The Irving-based oil and gas producer plans to cut operating expenses by 15 percent this year after oil prices plunged along with demand for petroleum products during the global pandemic.
However, CEO Darren Woods told shareholders at the company’s annual meeting Wednesday that those cost reductions do not include any layoffs of Exxon employees. The oil major employs nearly 16,000 employees locally, according to a Houston Chronicle survey.
“As you all know, we work hard to avoid layoffs,” Woods said. “Today, we have no layoff plans.”
Woods, however, did not rule out layoffs in the “medium- to long-term horizon” as the company continues to look for ways to streamline its business and organization.
Pandemic drives record-setting job losses
The oil and gas industry shed a record-breaking 26,300 jobs in Texas during April as shutdowns related to the coronavirus pandemic cut demand and sent commodity prices to record lows.
Drilling, completion, production and related sectors employed 192,600 people in Texas last month, a 12 percent drop from the 218,900 jobs in March, new figures from the Texas Workforce Commission show.
The 192,600 upstream oil and gas jobs held at the end of April are at a low not seen since November 2016 while the 26,300 layoffs mark the largest drop of industry jobs in a single month, a review of figures going back to 1990 show.
The oil field service sector, one that includes drilling rig operators, hydraulic fracturing crews and equipment manufacturers, has been the hardest hit by the downturn.

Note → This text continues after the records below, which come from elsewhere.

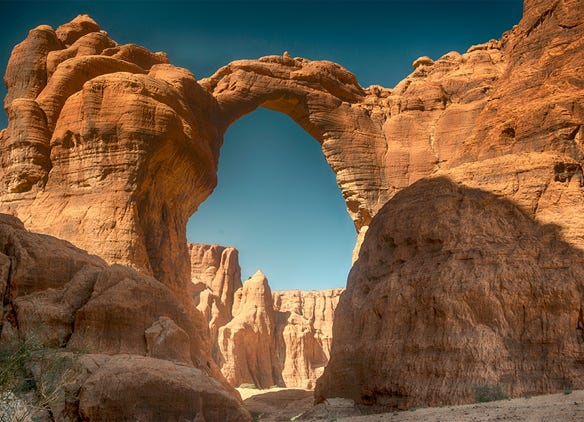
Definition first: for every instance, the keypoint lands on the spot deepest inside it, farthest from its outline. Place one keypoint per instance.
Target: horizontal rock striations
(108, 146)
(471, 276)
(467, 291)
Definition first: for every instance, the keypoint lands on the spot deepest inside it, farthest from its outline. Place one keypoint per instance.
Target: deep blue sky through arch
(376, 40)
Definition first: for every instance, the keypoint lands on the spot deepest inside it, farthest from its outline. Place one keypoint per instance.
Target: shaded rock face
(246, 343)
(474, 278)
(90, 119)
(129, 327)
(216, 276)
(108, 146)
(258, 336)
(277, 338)
(457, 288)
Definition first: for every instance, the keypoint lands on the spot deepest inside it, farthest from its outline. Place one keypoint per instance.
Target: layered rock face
(304, 322)
(215, 276)
(112, 148)
(467, 290)
(108, 146)
(128, 326)
(258, 336)
(471, 276)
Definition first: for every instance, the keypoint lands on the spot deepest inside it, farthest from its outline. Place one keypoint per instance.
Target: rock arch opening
(278, 203)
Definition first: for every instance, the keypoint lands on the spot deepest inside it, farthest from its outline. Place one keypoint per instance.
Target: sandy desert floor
(288, 404)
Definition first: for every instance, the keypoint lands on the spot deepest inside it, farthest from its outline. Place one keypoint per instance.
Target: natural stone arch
(326, 100)
(113, 149)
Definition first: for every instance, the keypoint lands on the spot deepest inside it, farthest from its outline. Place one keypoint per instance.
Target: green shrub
(33, 378)
(486, 393)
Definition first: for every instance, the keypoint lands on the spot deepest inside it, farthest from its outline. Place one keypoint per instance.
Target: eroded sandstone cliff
(258, 336)
(472, 276)
(126, 325)
(112, 148)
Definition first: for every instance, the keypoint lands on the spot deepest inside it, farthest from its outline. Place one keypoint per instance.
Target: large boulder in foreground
(125, 326)
(457, 288)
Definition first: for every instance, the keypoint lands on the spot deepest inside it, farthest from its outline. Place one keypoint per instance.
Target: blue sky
(277, 200)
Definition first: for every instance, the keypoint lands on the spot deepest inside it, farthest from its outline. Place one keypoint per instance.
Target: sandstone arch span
(119, 163)
(112, 148)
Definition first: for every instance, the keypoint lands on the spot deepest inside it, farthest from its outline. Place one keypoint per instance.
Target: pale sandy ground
(287, 404)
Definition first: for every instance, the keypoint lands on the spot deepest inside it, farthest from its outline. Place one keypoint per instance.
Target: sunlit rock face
(112, 148)
(123, 325)
(258, 336)
(472, 276)
(108, 146)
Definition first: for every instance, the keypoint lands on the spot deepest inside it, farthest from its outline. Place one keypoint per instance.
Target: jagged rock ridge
(258, 336)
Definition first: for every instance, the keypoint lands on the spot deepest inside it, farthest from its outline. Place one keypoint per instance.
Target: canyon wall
(259, 336)
(120, 324)
(471, 276)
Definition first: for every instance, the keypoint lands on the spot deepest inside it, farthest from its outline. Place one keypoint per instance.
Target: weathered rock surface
(246, 343)
(304, 322)
(261, 337)
(216, 276)
(113, 149)
(129, 327)
(467, 290)
(150, 389)
(107, 146)
(474, 278)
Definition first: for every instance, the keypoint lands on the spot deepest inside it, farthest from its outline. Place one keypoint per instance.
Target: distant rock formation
(112, 148)
(304, 322)
(258, 336)
(128, 326)
(216, 276)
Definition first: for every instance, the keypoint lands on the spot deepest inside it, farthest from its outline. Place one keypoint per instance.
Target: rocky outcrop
(126, 326)
(458, 109)
(258, 336)
(467, 291)
(304, 322)
(215, 276)
(476, 281)
(107, 146)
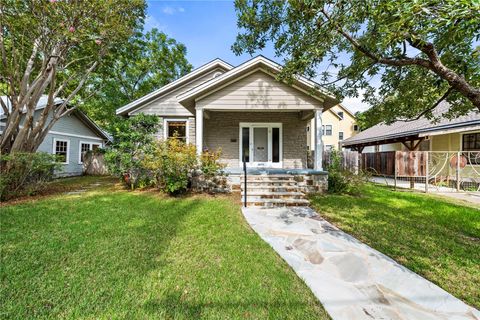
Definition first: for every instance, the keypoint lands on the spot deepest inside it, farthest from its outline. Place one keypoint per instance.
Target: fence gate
(429, 170)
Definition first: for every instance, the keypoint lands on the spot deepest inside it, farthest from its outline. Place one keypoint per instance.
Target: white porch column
(199, 130)
(318, 140)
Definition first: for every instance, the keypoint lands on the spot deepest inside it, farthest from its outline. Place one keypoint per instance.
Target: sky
(208, 30)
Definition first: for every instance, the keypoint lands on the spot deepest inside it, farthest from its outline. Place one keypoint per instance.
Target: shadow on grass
(438, 239)
(96, 247)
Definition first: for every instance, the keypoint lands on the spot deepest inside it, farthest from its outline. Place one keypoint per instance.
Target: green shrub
(341, 180)
(24, 173)
(210, 164)
(172, 162)
(133, 139)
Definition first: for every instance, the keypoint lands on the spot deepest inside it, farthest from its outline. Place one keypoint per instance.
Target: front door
(260, 144)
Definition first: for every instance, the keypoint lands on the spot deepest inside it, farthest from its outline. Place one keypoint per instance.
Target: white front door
(261, 144)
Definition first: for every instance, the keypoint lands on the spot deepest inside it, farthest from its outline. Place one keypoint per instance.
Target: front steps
(273, 191)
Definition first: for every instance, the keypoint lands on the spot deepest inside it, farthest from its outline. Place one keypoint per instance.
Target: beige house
(338, 124)
(245, 112)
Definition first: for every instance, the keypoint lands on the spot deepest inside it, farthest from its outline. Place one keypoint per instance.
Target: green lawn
(437, 239)
(114, 254)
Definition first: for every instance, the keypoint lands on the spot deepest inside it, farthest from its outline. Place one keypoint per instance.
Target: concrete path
(351, 280)
(469, 196)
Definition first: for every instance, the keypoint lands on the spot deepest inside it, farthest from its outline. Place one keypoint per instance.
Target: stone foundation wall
(222, 130)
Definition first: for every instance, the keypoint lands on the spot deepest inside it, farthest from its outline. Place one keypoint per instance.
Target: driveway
(351, 280)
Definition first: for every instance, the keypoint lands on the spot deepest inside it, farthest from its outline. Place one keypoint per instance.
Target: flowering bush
(210, 164)
(172, 163)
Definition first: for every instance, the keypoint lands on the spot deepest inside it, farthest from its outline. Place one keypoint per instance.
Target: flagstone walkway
(351, 280)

The service sector accounted for 22,300 of the industry jobs lost in April, figures from the Texas Workforce Commission show.

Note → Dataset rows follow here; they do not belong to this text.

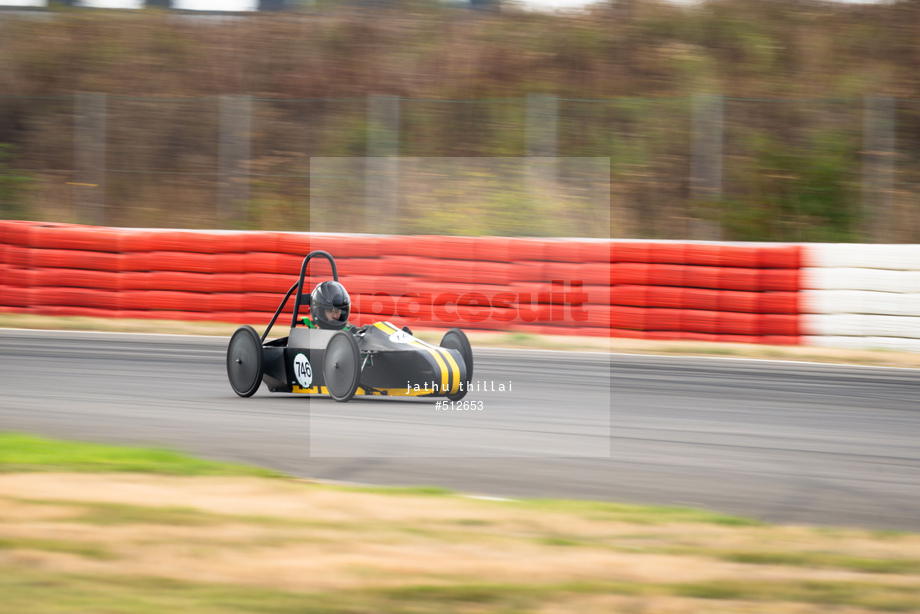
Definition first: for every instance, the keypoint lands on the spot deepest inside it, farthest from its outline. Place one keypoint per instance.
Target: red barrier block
(663, 319)
(780, 340)
(17, 256)
(701, 277)
(188, 241)
(702, 254)
(578, 251)
(529, 313)
(269, 262)
(632, 318)
(456, 248)
(85, 312)
(493, 249)
(182, 281)
(629, 251)
(18, 232)
(185, 261)
(74, 259)
(597, 295)
(661, 335)
(665, 296)
(628, 273)
(319, 267)
(165, 300)
(75, 297)
(225, 302)
(631, 296)
(18, 277)
(780, 280)
(779, 324)
(418, 246)
(780, 257)
(450, 271)
(407, 266)
(292, 243)
(667, 253)
(739, 279)
(740, 257)
(780, 302)
(667, 275)
(745, 302)
(587, 273)
(268, 282)
(697, 321)
(707, 337)
(739, 339)
(624, 333)
(86, 238)
(729, 323)
(588, 332)
(700, 299)
(15, 296)
(521, 249)
(77, 278)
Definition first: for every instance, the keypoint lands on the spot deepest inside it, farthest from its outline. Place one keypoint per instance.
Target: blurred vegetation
(22, 452)
(792, 75)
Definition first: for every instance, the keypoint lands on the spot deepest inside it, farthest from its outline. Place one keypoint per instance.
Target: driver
(330, 306)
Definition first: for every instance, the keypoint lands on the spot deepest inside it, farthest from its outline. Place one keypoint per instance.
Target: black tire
(342, 366)
(455, 339)
(244, 361)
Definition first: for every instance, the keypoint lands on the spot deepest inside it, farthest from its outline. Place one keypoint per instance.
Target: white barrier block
(833, 255)
(891, 326)
(894, 257)
(893, 343)
(862, 256)
(910, 282)
(891, 304)
(829, 278)
(834, 301)
(833, 324)
(850, 343)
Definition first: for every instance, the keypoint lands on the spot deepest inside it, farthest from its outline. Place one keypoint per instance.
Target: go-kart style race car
(374, 360)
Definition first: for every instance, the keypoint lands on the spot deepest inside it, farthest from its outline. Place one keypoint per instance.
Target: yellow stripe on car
(445, 371)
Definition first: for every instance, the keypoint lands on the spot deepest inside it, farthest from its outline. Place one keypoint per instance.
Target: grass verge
(22, 452)
(195, 536)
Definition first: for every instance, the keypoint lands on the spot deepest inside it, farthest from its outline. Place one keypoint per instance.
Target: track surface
(785, 442)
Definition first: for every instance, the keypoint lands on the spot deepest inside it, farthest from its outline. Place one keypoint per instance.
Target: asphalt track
(784, 442)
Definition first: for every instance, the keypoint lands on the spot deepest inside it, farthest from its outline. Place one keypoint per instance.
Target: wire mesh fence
(699, 167)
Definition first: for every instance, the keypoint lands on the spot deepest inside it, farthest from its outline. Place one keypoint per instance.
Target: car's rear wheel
(244, 361)
(455, 339)
(342, 366)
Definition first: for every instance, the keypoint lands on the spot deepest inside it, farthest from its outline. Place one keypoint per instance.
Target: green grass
(83, 549)
(635, 514)
(27, 591)
(20, 452)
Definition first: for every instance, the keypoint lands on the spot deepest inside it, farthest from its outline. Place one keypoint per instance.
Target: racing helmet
(330, 305)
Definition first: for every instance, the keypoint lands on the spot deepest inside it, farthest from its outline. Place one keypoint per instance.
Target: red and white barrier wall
(853, 296)
(862, 296)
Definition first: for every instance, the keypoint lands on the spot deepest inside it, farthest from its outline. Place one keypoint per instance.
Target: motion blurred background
(734, 119)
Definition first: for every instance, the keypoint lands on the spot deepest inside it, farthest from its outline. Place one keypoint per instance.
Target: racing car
(342, 361)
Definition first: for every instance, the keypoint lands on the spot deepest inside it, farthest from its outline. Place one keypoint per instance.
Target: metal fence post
(234, 154)
(542, 144)
(89, 158)
(381, 183)
(706, 160)
(878, 169)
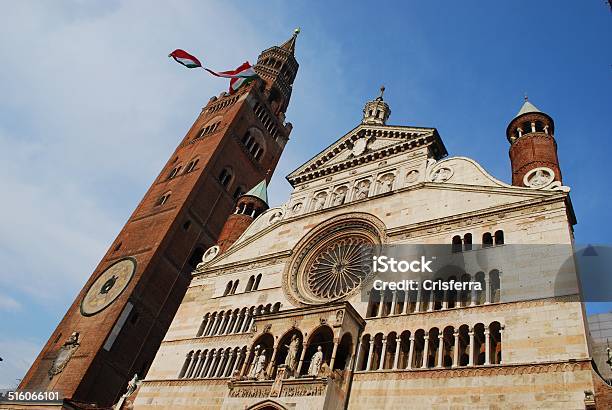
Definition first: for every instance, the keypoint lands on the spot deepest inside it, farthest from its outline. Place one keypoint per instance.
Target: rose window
(339, 267)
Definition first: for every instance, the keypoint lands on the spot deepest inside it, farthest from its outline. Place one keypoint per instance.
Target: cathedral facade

Power use continues to lag as state opens
The Texas economy is slowly reopening as retailers, restaurants and gyms restart their businesses, but Texans aren't using more electricity.
The state's grid manager, the Electric Reliability Council of Texas, reported that Texans used 3 to 4 percent less electricity last week than expected based on a model drawn up before the coronavirus pandemic forced much of the economy to shut down.
The rate of reduction of electricity use is about the same percentage drop seen for the past several weeks, including weeks in which much of Texas was under stay-at-home orders to avoid the spread of coronavirus.
One of the biggest changes seen in electricity use is from 6 a.m. to 10 a.m., when most people are waking up and getting ready for work. But last week, during those hours, electricity use fell by 6 to 12 percent less last week during those early morning hours, ERCOT said.
Normal oil output may be more than year away
U.S. oil production is expected to bottom out in June and not recover to pre-pandemic levels until late 2021, a new report from Norwegian energy research firm Rystad Energy says.
American oil producers are expected to pump out 10.7 million barrels per day in June, a decline of 17 percent from the 12.9 million barrels they produced in March, Rystad said after oil companies shut in or reduced production at existing wells or scaled back drilling and completion activities.
If oil prices remain at $30 per barrel oil this year, U.S. crude production is expected to recover slightly in the fall and end the year at 11.1 million barrels per day in December.
Under a scenario where oil prices close 2021 at $39 per barrel, Rystad projects that the United States will end 2021 with a production rate of 11.7 million barrels per day.
Permian helps industry pay off for Texas
Oil and gas companies paid at least $13.4 billion in state taxes and royalties in 2019, 14 percent more than in 2018, according to an industry trade group.
The industry paid $11.3 billion in taxes and $2.1 billion in royalties to the state in 2019, the Permian Basin Petroleum Association said in a new report. About 62 percent of those funds came from operations in the Permian Basin, the report showed.
But the 2019 taxes and royalties were assessed when oil was trading around $50 per barrel. The coronavirus pandemic began in January and within weeks slashed demand for oil and forcing companies to slash production. After a plunge into negative territory in April, oil is trading at about $34.